This work is meant to be reconfigured as the owner sees fit and can be adjusted or reversed to display several different optical images.

Selected Museum Collections

The Museum of Modern Art, New York

The Whitney Museum of American Art, New York

The Metropolitan Museum of Art, New York

Museum of Contemporary Art, Chicago  


Condition

This John Goodyear Op Art screenprint is in museum quality condition without condition issues, floated in white wood frame with plexiglass. 
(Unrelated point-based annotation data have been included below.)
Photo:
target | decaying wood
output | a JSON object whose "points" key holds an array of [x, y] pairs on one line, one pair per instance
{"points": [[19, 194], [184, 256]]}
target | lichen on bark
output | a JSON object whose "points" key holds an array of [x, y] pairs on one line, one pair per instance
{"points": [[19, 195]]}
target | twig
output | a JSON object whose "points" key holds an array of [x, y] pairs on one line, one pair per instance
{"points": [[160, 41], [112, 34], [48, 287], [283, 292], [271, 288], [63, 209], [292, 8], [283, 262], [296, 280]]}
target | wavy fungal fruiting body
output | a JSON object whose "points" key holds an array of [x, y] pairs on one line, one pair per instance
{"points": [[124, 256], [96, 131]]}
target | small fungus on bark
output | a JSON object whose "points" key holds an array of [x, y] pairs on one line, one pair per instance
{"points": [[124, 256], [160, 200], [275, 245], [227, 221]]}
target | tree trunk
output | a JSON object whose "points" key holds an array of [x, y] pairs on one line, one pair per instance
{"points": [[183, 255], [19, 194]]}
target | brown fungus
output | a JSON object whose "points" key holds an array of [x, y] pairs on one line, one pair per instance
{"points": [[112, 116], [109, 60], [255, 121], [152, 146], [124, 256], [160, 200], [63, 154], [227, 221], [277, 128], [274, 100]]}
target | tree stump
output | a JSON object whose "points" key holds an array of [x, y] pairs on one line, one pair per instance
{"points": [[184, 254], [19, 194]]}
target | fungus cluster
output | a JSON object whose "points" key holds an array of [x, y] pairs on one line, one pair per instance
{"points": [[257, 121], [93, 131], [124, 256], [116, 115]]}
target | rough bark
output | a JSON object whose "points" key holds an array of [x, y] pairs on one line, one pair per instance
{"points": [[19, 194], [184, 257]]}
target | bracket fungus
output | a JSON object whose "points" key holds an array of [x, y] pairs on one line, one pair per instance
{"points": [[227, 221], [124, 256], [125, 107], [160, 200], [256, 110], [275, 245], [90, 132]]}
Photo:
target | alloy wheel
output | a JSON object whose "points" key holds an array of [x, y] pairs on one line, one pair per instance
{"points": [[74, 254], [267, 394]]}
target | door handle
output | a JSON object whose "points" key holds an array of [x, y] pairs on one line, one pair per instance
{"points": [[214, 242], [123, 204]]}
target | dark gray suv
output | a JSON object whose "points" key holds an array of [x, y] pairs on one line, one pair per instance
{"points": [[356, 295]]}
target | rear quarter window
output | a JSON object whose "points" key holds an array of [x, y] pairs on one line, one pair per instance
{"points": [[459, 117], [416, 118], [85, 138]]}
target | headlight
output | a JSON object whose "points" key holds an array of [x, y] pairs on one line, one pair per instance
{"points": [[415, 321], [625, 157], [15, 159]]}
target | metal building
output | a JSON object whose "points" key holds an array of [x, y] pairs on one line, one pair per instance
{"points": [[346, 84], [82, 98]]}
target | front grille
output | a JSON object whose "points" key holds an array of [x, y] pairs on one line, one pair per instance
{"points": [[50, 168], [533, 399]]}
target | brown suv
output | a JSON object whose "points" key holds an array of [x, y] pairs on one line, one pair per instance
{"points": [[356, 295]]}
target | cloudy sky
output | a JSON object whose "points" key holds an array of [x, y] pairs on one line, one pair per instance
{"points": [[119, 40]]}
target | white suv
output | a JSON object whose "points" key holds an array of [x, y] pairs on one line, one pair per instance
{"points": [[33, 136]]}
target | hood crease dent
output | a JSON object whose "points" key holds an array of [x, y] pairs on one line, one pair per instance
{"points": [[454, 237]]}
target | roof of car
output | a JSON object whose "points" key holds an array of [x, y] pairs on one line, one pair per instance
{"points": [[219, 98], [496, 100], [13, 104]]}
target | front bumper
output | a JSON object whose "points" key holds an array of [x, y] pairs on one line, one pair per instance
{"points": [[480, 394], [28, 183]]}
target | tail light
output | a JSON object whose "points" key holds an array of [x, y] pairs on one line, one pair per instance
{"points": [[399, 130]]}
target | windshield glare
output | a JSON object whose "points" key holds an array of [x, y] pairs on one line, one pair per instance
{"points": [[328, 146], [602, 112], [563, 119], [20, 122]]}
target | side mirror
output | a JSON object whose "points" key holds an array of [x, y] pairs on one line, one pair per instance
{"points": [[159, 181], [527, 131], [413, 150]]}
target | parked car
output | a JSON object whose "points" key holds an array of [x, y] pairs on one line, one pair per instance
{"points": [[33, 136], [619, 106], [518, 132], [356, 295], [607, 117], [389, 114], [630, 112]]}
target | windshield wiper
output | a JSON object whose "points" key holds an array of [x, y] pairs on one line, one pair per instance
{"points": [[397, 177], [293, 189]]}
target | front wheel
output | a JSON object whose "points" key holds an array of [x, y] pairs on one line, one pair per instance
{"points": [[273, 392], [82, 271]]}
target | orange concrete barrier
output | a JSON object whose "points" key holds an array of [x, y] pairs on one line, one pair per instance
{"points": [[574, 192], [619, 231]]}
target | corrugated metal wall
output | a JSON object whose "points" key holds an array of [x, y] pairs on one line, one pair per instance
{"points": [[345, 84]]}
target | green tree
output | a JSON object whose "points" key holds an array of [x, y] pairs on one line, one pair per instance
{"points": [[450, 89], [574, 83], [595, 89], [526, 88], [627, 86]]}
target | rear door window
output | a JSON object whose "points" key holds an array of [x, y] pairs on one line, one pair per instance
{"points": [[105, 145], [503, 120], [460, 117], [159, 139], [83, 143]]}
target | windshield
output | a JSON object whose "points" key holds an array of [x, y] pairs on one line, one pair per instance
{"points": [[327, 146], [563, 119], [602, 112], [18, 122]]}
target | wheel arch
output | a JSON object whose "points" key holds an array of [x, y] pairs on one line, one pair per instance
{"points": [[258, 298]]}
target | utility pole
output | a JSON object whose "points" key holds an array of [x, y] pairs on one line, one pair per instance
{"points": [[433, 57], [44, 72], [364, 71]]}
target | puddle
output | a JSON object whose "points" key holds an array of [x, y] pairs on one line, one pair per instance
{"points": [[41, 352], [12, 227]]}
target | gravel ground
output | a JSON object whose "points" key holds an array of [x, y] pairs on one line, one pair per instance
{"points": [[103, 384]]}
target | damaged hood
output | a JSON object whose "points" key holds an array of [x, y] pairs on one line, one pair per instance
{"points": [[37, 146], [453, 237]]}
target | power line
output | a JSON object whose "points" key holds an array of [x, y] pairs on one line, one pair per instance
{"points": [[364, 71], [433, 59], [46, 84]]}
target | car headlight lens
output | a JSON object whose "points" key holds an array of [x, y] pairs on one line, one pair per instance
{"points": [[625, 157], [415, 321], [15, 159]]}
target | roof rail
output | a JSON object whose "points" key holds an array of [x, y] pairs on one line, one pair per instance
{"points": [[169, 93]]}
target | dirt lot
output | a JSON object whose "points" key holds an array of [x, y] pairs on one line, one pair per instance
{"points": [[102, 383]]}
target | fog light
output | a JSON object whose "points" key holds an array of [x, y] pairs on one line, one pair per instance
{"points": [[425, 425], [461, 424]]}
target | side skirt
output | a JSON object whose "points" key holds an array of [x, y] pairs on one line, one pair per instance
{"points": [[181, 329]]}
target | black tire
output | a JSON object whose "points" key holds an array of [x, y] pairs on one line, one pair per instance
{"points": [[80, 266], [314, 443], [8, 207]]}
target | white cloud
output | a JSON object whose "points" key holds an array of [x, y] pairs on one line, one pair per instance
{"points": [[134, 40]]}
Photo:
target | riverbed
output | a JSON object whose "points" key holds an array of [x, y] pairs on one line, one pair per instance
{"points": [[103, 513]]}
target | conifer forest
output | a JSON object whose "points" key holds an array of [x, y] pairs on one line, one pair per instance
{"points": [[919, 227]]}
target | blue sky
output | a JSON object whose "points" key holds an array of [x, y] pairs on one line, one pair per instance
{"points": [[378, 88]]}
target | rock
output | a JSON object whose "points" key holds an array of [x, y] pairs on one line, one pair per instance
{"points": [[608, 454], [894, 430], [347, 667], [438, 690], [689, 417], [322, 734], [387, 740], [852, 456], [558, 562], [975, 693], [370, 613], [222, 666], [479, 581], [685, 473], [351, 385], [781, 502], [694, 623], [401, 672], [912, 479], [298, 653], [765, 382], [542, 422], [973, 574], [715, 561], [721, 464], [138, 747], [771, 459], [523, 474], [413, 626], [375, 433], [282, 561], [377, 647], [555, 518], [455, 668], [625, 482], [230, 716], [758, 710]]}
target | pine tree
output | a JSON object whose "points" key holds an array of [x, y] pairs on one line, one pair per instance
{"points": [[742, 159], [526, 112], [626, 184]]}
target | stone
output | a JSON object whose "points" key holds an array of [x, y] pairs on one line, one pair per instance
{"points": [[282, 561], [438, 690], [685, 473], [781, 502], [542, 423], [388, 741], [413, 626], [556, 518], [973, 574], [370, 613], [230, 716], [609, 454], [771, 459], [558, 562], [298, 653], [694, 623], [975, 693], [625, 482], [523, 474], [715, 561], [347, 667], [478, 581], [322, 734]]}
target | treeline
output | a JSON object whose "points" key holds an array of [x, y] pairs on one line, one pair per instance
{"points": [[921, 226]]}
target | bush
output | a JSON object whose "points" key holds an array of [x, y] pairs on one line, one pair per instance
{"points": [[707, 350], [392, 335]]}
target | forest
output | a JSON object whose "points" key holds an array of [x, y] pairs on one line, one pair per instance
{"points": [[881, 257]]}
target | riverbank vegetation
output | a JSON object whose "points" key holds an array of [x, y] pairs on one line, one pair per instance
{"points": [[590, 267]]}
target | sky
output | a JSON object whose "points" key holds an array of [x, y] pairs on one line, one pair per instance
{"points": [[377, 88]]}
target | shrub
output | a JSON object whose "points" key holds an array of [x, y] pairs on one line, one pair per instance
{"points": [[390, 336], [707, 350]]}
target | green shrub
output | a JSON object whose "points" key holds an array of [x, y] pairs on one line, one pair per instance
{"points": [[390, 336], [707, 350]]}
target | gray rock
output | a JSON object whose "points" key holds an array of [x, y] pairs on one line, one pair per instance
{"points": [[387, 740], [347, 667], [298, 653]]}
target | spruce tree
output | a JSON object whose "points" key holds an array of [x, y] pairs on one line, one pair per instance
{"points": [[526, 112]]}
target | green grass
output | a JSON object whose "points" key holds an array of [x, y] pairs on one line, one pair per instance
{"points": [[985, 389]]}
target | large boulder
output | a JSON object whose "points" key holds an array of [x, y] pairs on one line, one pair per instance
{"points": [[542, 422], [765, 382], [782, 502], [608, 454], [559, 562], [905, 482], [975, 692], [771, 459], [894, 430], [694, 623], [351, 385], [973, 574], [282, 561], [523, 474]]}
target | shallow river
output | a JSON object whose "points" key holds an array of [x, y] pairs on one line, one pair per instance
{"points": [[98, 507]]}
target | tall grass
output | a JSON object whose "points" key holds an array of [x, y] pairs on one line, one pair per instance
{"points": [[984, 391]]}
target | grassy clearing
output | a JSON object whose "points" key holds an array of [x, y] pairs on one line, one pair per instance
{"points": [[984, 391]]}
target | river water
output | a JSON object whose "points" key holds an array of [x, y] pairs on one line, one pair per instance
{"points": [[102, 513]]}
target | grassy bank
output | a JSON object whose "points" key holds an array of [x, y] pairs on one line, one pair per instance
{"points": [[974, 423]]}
In a career that spanned more than six decades, John Goodyear utilized painting, drawing, light, optics, installation, and heat to engage his audience and re-contextualize the viewer’s present observation. These shifting views created throughout his career reveal a body of work that lends itself to both reflection on the inner self and discovery of the outside world. Goodyear said it simply and best: “Art makes one see, what one sees makes art.”

John Goodyear’s works are held in over sixty museum collections worldwide including the Metropolitan Museum of Art, New York; the Museum of Modern Art, New York; National Museum of American Art, Smithsonian Institution, Washington, DC; Solomon R. Guggenheim Museum, New York; and the Whitney Museum of American Art, New York, among many others. 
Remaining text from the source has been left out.